VOS RÉACTIONS SUR LE SUJET

5 Commentaires

@Apitoyou 12.11.2021 | 08h42

«yves.lenoir@enfants-tchernobyl-belarus.org»


@Apitoyou 12.11.2021 | 08h52

«Je voudrais vous envoyer le graphique de l’évolution des cancers à Tchernobyl de 1986 à maintenant, mais je n’arrive pas à le coller dans ce commentaire , donnez moi une adresse de Bon pour la tête pour vous le communiquer . Ce graphique sert de commentaire.»

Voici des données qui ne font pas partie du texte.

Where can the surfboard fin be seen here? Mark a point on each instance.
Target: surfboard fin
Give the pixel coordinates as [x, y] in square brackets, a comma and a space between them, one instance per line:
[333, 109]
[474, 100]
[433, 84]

@lospinguinos 12.11.2021 | 17h14

«3 passages de l'article qui attirent mon attention... et quelques remarques et questions :

...Aujourd’hui, le site, envahi par la végétation, les buissons, les animaux sauvages,... => la végétation pousse bien sur les sols fortement contaminés !

...Sur un hectare de sol contaminé au Césium et au Strontium, il s’agit de prouver qu’il est possible de diminuer la radioactivité très rapidement, et même d’assainir la place complètement... => le Césium et le Strontium restent radioactifs longtemps quoi qu'on fasse : sont-ils donc dilués, ou exportés ? où ? en profondeur ?

...après être parvenus à faire pousser de l’herbe et des arbres sur des terres mortes... => mais ils poussent très bien, voir au début !!!»


@mariec 13.11.2021 | 12h56

«En réponse à @lospinguinos, de la part de Guy Mettan:
Concernant votre remarque sur le césium, je ne saurais vous en dire plus, n’étant pas physicien nucléaire. Pour le reste, diminuer la durée de vie des éléments radio actifs dangereux est précisément le but de l’expérience et de la technologie. Il faudrait voir si les responsables d’Exlterra souhaitent en dire plus sur leur méthode, qu’ils cherchent à protéger comme il se doit. Pour les sols, oui la végétation pousse bien sur certains sols contaminés à Tchernobyl, mais pas de façon uniforme. La vie sauvage reprend ses droits rapidement mais les arbres sont rabougris à certains endroits, tandis que d’autres ont été abattus avant d’être remplacés par de nouveaux. Idem pour les animaux sauvages dont les malades et les faibles sont vite remplacés. Le territoire est assez grand (deux tiers du canton de Vaud pour la seule partir ukrainienne), très sauvage et peu surveillé en dehors des voies d’accès. Enfin, à la fin d’article, il ressort clairement que je ne parle pas de sols morts à cause de la radioactivité mais pour d’autres raisons (sécheresse, excès ou manque de minéraux, etc.)"»


@Widus 18.11.2021 | 08h29

«Tchernobyl a été une catastrophe humanitaire mais rapidement une aubaine pour la faune et la flore.»